HALCON’s surface-based 3D matching is a very effective tool for locating the pose of objects by matching a trained surface model to the 3D surface profiles of objects in a 3D point cloud. For robotic applications, this allows users to determine the proper robot picking pose and position of objects regardless of their orientation to the cameras or sensor, and even if they do not have well-defined edges. Where surface-based 3D matching sometimes runs into problems is when the object does not have curved surfaces, but is made up of mostly planar surfaces; for example, a box.
HALCON’s surface-based 3D matching utilises the normal vectors (among other features) of the surface to properly align the 3D object model with the object surfaces in the point cloud. On planar surfaces, the normal vectors all point in the same direction which may result in poor alignment as shown in the image below.

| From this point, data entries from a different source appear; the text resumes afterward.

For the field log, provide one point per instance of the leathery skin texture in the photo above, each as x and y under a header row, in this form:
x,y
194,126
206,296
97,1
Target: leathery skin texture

With HALCON 13 this problem has been solved. Surface-based matching in HALCON 13 allows the user to extract 3D edges from the point cloud and use those edges along with the surface normals to provide a more robust alignment.
As seen in Figure 4 below, sometimes 3D edge data is not precise enough. In this case, even greater precision can be achieved by combining 3D point cloud edge data with 2D edges extracted from an image of the scene (see figure 5). With HALCON 13, surface-based 3D matching with combined 3D and 2D edge support provides the most robust results for finding the position and pose of objects with planar surfaces.
This level of functionality and performance enables much greater flexibility for applications like robotic palletising and depalletising and can reduce the need for costly fixtures and mechanical alignment systems.